Sunday, August 14, 2016

Fire security tips during outdoor camping

Cooking safely during a camping trip means either using proper grilling equipment or taking appropriate measures while working with a fire pit. Recreational campsites may have grills and cooking rings installed, which will eliminate much of the risk from preparing food over an open fire. However, if you're planning to build a fire pit from scratch, you should keep the following in mind. First, ensure you are cooking a safe distance from grass, branches, wood, litter, personal belongings, etc. Typically, you want a 5-foot radius between the fire and anything flammable. Also ensure you have a number for the nearest fire department, just in case you need a firefighting vehicle to extinguish uncontrollable fires. 

Flames can be volatile and can easily grow out of control. The most effective way to protect yourself and those around you is by remaining attentive while the fire is active. The process of dowsing the flames should be performed carefully and thoroughly. Be sure to shift rocks and kindling around, using a branch or equivalent tool. That way, you don't have any hidden embers, and a splash of water or sand should be employed as a final measure to keep the fire from returning. Grills are usually a safer alternative, but with proper maintenance, using a cooking pit can be an enjoyable part of your camping experience.

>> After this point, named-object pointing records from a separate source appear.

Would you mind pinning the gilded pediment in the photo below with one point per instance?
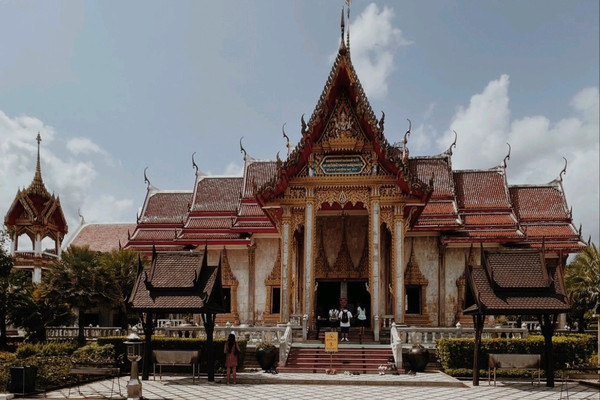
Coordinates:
(342, 132)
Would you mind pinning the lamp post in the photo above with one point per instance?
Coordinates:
(134, 354)
(597, 315)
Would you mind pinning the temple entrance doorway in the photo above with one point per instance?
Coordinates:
(328, 296)
(329, 293)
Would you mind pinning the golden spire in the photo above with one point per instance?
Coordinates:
(37, 185)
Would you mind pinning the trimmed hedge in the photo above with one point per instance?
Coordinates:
(171, 343)
(456, 355)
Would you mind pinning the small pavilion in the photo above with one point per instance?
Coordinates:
(180, 283)
(517, 282)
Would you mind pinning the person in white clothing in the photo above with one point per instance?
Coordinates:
(344, 317)
(361, 317)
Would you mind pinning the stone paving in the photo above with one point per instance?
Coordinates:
(258, 385)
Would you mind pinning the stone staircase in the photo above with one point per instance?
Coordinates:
(354, 358)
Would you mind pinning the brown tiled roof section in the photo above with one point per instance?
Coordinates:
(218, 194)
(517, 270)
(439, 208)
(175, 270)
(489, 219)
(153, 234)
(258, 173)
(538, 203)
(210, 223)
(166, 207)
(103, 237)
(208, 236)
(250, 210)
(480, 190)
(426, 167)
(551, 231)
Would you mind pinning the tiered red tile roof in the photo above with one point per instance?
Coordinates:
(462, 207)
(102, 237)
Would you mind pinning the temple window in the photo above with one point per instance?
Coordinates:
(275, 300)
(413, 299)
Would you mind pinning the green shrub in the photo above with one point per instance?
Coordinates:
(457, 354)
(94, 354)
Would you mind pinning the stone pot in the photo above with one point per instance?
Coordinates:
(418, 357)
(267, 357)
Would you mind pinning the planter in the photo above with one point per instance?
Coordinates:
(22, 379)
(418, 357)
(267, 357)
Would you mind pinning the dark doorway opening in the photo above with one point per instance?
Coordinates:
(358, 295)
(328, 296)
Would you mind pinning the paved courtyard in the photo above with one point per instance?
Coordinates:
(257, 385)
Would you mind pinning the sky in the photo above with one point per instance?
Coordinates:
(115, 87)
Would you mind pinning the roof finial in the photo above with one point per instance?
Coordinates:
(507, 156)
(288, 145)
(242, 150)
(564, 171)
(194, 162)
(342, 26)
(37, 185)
(348, 30)
(146, 180)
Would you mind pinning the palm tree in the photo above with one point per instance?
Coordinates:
(80, 280)
(122, 265)
(583, 282)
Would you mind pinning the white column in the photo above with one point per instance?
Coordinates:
(37, 246)
(285, 251)
(375, 264)
(399, 271)
(37, 274)
(308, 259)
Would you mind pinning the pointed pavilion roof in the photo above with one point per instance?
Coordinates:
(516, 282)
(178, 282)
(35, 206)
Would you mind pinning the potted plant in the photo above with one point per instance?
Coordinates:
(267, 356)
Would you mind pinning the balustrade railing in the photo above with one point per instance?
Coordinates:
(426, 336)
(90, 332)
(285, 344)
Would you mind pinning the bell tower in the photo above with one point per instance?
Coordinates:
(36, 225)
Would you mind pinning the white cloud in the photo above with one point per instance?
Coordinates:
(82, 145)
(75, 179)
(538, 145)
(373, 41)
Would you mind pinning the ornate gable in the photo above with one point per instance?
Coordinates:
(343, 125)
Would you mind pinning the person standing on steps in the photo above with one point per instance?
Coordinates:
(344, 317)
(231, 350)
(361, 319)
(333, 319)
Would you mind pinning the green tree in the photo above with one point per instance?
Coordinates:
(582, 279)
(122, 265)
(7, 288)
(34, 313)
(80, 280)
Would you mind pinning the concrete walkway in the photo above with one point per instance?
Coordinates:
(259, 385)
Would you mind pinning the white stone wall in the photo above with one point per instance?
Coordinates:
(266, 254)
(427, 257)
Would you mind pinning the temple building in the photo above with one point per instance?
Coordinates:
(347, 215)
(36, 225)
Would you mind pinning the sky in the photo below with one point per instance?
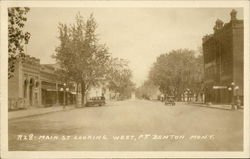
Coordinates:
(139, 35)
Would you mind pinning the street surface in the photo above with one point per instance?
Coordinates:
(132, 125)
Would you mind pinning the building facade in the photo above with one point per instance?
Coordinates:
(37, 85)
(224, 62)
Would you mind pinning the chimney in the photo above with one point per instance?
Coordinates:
(233, 14)
(218, 25)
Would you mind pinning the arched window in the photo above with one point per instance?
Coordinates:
(25, 84)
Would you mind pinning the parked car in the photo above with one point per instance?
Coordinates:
(170, 100)
(96, 101)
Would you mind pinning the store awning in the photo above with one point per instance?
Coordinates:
(50, 90)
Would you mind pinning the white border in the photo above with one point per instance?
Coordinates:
(120, 154)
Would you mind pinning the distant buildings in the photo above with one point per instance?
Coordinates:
(223, 62)
(38, 85)
(35, 85)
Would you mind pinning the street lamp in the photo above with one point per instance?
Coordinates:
(237, 94)
(64, 89)
(189, 94)
(232, 88)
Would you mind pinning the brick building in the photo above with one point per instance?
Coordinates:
(223, 62)
(35, 85)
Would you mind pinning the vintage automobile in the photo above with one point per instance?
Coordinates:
(170, 100)
(100, 100)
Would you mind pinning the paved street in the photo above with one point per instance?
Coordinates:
(133, 125)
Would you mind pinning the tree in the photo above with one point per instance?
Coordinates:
(147, 90)
(119, 77)
(81, 57)
(176, 71)
(16, 36)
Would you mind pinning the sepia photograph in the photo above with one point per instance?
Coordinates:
(125, 79)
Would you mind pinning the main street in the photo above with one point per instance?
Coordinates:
(132, 125)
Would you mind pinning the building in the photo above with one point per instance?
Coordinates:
(37, 85)
(223, 62)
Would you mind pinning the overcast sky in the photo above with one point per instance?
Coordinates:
(136, 34)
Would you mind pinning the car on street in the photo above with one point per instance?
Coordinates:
(170, 100)
(100, 100)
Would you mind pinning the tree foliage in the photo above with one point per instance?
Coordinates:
(147, 90)
(16, 36)
(119, 77)
(176, 71)
(80, 55)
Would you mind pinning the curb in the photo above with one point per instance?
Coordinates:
(214, 107)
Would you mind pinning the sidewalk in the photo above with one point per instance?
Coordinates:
(217, 106)
(37, 111)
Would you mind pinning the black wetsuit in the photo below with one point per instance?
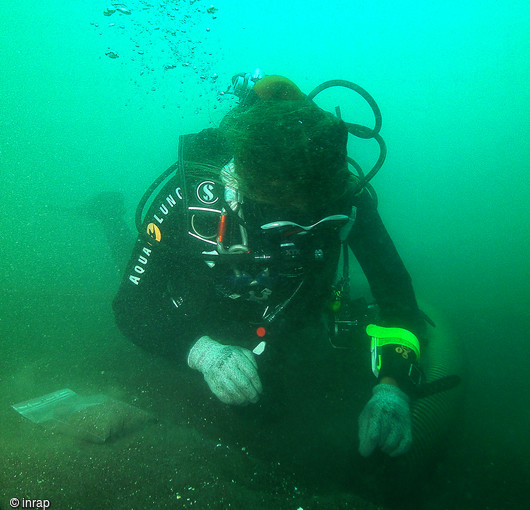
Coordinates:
(171, 295)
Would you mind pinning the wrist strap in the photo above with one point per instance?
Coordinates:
(382, 336)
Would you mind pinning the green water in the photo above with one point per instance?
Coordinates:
(451, 79)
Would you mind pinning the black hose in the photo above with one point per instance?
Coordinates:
(148, 193)
(360, 131)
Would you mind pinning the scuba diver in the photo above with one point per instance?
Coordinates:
(239, 243)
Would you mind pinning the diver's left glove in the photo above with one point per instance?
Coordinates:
(386, 422)
(230, 371)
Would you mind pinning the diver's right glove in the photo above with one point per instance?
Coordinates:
(386, 422)
(230, 371)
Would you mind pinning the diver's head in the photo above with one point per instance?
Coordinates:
(287, 151)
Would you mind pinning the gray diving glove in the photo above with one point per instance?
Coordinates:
(386, 422)
(230, 371)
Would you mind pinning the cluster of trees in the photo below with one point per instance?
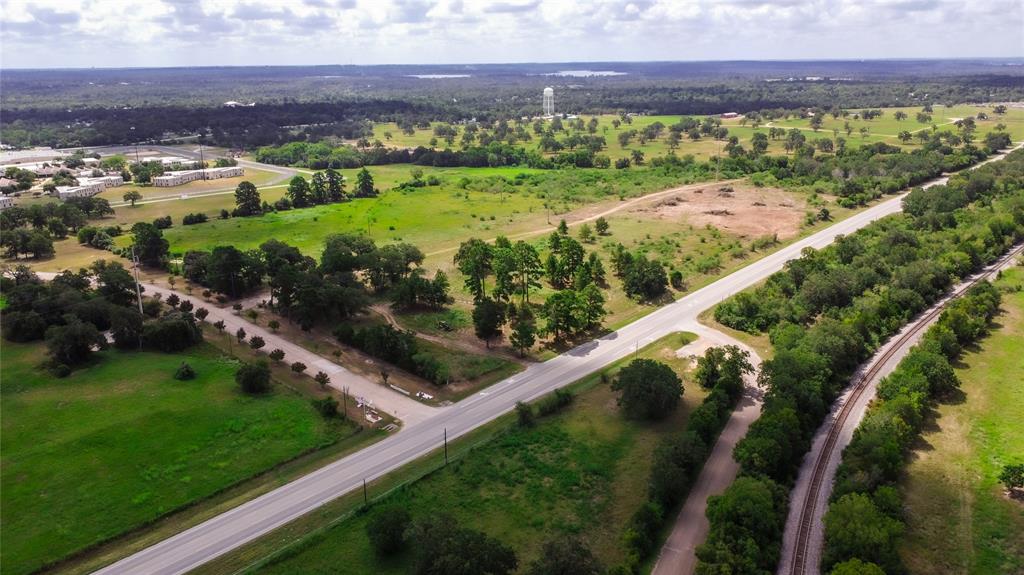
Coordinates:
(577, 305)
(864, 522)
(396, 347)
(678, 459)
(825, 313)
(31, 231)
(642, 278)
(72, 315)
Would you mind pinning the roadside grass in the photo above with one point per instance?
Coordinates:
(88, 457)
(583, 471)
(258, 177)
(958, 518)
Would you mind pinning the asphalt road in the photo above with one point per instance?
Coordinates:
(247, 522)
(243, 524)
(678, 555)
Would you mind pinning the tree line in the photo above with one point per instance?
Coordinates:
(825, 313)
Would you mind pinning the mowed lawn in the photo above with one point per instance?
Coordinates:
(581, 472)
(958, 519)
(121, 442)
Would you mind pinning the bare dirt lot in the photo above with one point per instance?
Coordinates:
(739, 209)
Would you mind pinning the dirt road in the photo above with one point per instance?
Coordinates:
(678, 555)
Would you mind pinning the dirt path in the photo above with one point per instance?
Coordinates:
(585, 215)
(404, 408)
(678, 556)
(476, 348)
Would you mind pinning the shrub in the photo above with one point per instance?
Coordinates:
(254, 379)
(386, 530)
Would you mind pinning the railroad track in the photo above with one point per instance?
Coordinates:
(809, 506)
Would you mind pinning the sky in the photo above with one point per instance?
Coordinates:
(168, 33)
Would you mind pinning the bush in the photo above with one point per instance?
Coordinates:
(524, 414)
(386, 530)
(650, 390)
(184, 371)
(328, 407)
(254, 379)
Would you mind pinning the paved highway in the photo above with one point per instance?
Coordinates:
(247, 522)
(235, 528)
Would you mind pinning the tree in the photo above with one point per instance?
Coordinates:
(443, 547)
(1012, 476)
(386, 530)
(132, 195)
(566, 555)
(488, 316)
(73, 343)
(247, 200)
(256, 343)
(298, 192)
(184, 372)
(650, 390)
(254, 379)
(365, 184)
(855, 527)
(322, 379)
(856, 567)
(586, 234)
(523, 330)
(474, 261)
(150, 246)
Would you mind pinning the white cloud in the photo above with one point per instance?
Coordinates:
(62, 33)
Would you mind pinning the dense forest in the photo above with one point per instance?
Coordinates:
(109, 106)
(825, 313)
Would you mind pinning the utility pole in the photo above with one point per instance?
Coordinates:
(202, 162)
(138, 290)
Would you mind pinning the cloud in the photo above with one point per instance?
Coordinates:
(42, 33)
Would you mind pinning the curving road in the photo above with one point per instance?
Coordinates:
(247, 522)
(679, 551)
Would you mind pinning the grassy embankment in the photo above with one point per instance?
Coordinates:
(583, 471)
(958, 517)
(120, 444)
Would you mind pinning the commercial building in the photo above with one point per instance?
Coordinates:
(170, 179)
(88, 186)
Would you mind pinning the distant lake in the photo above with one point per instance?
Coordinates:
(586, 73)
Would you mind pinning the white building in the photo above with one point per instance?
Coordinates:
(82, 190)
(179, 177)
(167, 160)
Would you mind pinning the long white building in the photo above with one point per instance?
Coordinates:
(184, 176)
(89, 186)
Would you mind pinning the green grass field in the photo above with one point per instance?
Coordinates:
(958, 519)
(583, 471)
(881, 129)
(121, 443)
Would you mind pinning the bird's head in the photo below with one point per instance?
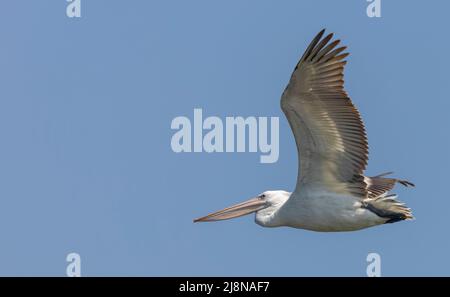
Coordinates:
(265, 205)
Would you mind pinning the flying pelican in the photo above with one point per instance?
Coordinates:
(331, 194)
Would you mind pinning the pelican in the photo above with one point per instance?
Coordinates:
(331, 193)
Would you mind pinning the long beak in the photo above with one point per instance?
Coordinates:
(234, 211)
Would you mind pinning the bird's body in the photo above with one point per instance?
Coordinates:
(332, 194)
(321, 211)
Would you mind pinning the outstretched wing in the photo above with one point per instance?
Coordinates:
(328, 130)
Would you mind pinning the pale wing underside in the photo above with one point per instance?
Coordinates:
(328, 130)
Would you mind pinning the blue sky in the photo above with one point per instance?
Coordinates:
(85, 112)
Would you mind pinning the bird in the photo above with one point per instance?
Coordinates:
(332, 194)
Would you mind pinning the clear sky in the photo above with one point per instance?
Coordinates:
(86, 106)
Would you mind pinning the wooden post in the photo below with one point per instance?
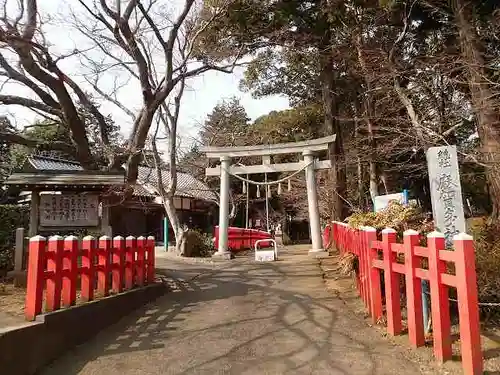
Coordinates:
(88, 268)
(118, 268)
(391, 278)
(373, 275)
(36, 277)
(440, 309)
(413, 290)
(54, 269)
(470, 336)
(34, 213)
(70, 269)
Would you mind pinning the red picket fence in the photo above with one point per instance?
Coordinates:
(241, 238)
(374, 256)
(114, 265)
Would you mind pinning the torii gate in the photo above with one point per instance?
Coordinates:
(309, 164)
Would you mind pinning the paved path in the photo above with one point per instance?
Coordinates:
(241, 318)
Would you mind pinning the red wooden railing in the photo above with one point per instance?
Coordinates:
(374, 256)
(114, 265)
(241, 238)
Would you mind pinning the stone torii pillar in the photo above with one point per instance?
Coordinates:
(309, 164)
(222, 251)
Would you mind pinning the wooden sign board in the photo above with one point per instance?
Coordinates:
(69, 210)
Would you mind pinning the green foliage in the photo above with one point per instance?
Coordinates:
(11, 218)
(198, 244)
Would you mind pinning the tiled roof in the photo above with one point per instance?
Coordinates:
(187, 185)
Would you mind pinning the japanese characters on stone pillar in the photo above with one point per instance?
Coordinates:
(446, 191)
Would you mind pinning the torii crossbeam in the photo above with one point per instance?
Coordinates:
(310, 164)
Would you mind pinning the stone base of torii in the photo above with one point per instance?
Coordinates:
(310, 164)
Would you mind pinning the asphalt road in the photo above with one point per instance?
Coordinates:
(241, 318)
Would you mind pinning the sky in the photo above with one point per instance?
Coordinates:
(202, 94)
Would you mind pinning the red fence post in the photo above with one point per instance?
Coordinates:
(70, 270)
(118, 264)
(391, 278)
(88, 268)
(131, 245)
(470, 337)
(103, 279)
(54, 269)
(373, 275)
(440, 309)
(151, 259)
(35, 278)
(141, 261)
(413, 290)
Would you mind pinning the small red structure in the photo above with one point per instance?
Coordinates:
(374, 256)
(240, 238)
(114, 265)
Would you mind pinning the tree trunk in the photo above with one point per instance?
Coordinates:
(483, 99)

The wrong choice in lighting can present an even greater threat than cooking over flames, since your lamp will burn for longer periods of time. The dangers of traditional gas lanterns can be easily eliminated by upgrading to a battery powered model. This newer lighting style uses an LED light rather than kerosene or propane, which can easily turn disastrous if the lantern is dropped or overturned. Although gas lanterns are bright, LED lamps are long-lasting and easier to carry, overall, a much safer choice for campers.